An already largely functional filter system 31 is shown in FIG. 5. It can be seen there how a multiplicity of filter units 1 (10 filter units in the case illustrated), in each case with 2 mountings 2 and a filter 3, are plugged into two filtrate collecting ducts 21. The filter units 1 are illustrated in more detail in FIG. 1 and the filtrate collecting ducts 21 in FIG. 3.

It can also be seen clearly in FIG. 5 that every second receptacle 22 in the filter collecting duct 21 is equipped with a mounting 2 of the respective filter unit 1. A desired spacing is thereby maintained between the individual filter units 1. The advantages associated with this have already been explained. It is, of course, possible to equip each receptacle 22 of a collecting duct 21 with filter units 1 or else to leave two or more receptacles 22 free between two filter units 1. This shows the flexibility of our components compared to the prior art.

Correspondingly, according to FIG. 5, the liquid to be filtered can flow around the filter 3, and work can be carried out by what is known as the dead-end method. The filtrate then flows through the pores in the ceramic over into the interior of the filters 3 and is diverted through the filter ducts provided there on both sides of the filter 3 via the mountings 2 into the two filtrate collecting ducts 21. The filtrate can be diverted from there via the filtrate collecting outlet 24 out of the filter system 31. It will be appreciated, in this regard, that, when only some of the receptacles 22 on the filtrate collecting duct 21 are equipped, the receptacles 22 which remain free are closed, either as early as during manufacture or by means of dummy stoppers or the like.

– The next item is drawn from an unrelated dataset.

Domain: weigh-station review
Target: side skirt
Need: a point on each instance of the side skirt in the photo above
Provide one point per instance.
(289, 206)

FIG. 6 is a further illustration of the filter system 31 according to FIG. 5, specifically in a plan view from above. Here, too, the two filtrate collecting ducts 21 with their receptacles 22 can be seen, 10 filter units 1 being plugged into every second receptacle 22. The positioning means 18, the function of which will also be explained briefly, on the mountings 2 can also be seen clearly in FIG. 6.

A holding device 41 for the filter system 31 according to FIGS. 5 and 6 or for the filter units 1 according to FIG. 1 is shown in FIG. 7.

The holding device 41 is a housing-like or frame-like component 45 which may also be designated as a rack and which, in the present case, is made from high-grade steel or assembled from high-grade steel parts.

The holding device 41 has means 42 for securing two filtrate collecting ducts, these means 42 being designed in the manner of an angle piece. At their ends are provided orifices 43 which may serve for the additional securing of the filtrate collecting ducts.

Furthermore, FIG. 7 shows further securing means 44 in the form of recesses, and each recess may be assigned to a positioning means 18 on the mounting 2 of a filter unit 1.

A fully functional filter system S1 is shown in FIG. 8. Here, the preassembled filter system 51 according to FIGS. 5 and 6 is introduced into the holding device 41 according to FIG. 7. It can be seen clearly, particularly to the left part of FIG. 8, how the filtrate collecting ducts 21 are secured to the holding device 41 with the aid of the securing means 42 (angle pieces). In this case, the orifices 43 illustrated in FIG. 7 receive the end elements 25 of the filtrate collecting duct 21, thus bringing about additional fixing. For a further stabilization, the positioning means 18 on the mountings 2 engage into the recesses 44 on the holding device 41.

This gives rise, overall, to a mechanically stable filter system 51 which can be installed or integrated as a whole, as a kind of filter module, into a plant for wastewater treatment or for the production of drinking water. By virtue of the compact type of construction, a retrofitting of already existing plants with such filter systems 51 is also readily possible.